Hobart services commercial food equipment. Hobart’s service technicians drive to customer locations in company vehicles. The technicians are given a choice between commuting home in their company vehicles or leaving the vehicles at a Hobart branch office overnight. If they commute home in their company vehicles, they are paid for the time they spend driving from their homes to their first assignment – but only to the extent that the commute falls outside of their “normal commute” (which is defined as the time it takes a technician to drive from home to the nearest Hobart branch office).
Alcantar claimed that he should be paid for all of his commute time because Hobart placed restrictions on the use of company vehicles (i.e., no passengers without prior approval, no transporting alcohol, no unapproved personal use of the vehicle, etc.). And, although Hobart’s policy allowed him to leave the company vehicle at a branch office, Alcantar argued that this was not a real choice because there was limited secured parking at these offices.

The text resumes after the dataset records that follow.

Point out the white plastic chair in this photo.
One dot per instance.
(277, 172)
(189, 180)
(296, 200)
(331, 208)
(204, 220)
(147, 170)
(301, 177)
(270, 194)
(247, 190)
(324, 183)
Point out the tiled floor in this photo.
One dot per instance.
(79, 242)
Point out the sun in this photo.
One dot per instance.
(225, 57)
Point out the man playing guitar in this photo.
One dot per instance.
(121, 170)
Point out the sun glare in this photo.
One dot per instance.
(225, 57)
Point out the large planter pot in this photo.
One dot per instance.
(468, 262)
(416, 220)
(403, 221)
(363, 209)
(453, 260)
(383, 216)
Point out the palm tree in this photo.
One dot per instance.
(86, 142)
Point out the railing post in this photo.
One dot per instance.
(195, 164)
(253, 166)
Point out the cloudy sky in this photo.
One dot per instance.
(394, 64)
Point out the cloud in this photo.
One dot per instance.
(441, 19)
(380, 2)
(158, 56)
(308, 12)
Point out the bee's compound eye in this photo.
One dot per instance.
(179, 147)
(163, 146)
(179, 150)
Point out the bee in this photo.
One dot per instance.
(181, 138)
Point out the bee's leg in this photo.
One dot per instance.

This was important because under Hobart’s policies, Alcantar was responsible for all of the tools and equipment in the company vehicles (which had a total value somewhere between $5,000 and $80,000). Therefore, without secured parking, Hobart would be forced to leave the vehicle in an unsecured area. Should the vehicle (or the tools inside) be stolen, Alcantar would be responsible for the loss. Accordingly, Alcantar argued that he had no choice but to park his car at his (presumably more secure) residence.
In a split decision, the majority of the Court agreed that a reasonable jury could find that Alcantar’s “choice” to drive his company vehicle home was illusory and, therefore, reversed the trial court’s order granting summary judgment. The dissent, on the other hand, found that the choice was not illusory because Alcantar (and others like him) could be liable only if the theft occurred as a result of an employee’s negligence (e.g., if the employee failed to lock the doors). Since Hobart specifically authorized the employees to park the vehicles in unsecured locations, there was little evidence that an employee would actually be liable for any losses.

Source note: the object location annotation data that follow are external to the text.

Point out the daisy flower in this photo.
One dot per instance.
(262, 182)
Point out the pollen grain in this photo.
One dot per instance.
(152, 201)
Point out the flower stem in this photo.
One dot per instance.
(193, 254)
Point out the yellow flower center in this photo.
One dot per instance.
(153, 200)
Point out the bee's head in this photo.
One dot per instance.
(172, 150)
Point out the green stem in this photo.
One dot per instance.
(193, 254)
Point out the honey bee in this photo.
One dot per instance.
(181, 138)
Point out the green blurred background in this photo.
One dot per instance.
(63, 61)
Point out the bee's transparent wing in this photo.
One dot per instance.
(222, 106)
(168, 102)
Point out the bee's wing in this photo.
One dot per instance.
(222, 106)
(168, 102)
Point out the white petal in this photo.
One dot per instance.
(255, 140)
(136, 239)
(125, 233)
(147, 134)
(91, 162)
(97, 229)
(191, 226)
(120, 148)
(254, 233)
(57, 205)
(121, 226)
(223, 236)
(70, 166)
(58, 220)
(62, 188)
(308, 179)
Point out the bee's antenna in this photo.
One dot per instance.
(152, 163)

The majority opinion further reversed the denial of class certification because the question of whether Hobart required its technicians to commute home with their company vehicles raised a common question that was capable of class wide resolution. The dissent did not comment on class certification, finding that summary judgment was properly granted by the trial court.
“Travel time” class actions in California have been sparse, given that few employers provide company vehicles to employees and even fewer employers exercise control over the employee’s commute time. For those rare employers who fall into these categories, Alcantar may be a warning to revisit company policies and minimize any restraint on the employee’s commute time and parking preference.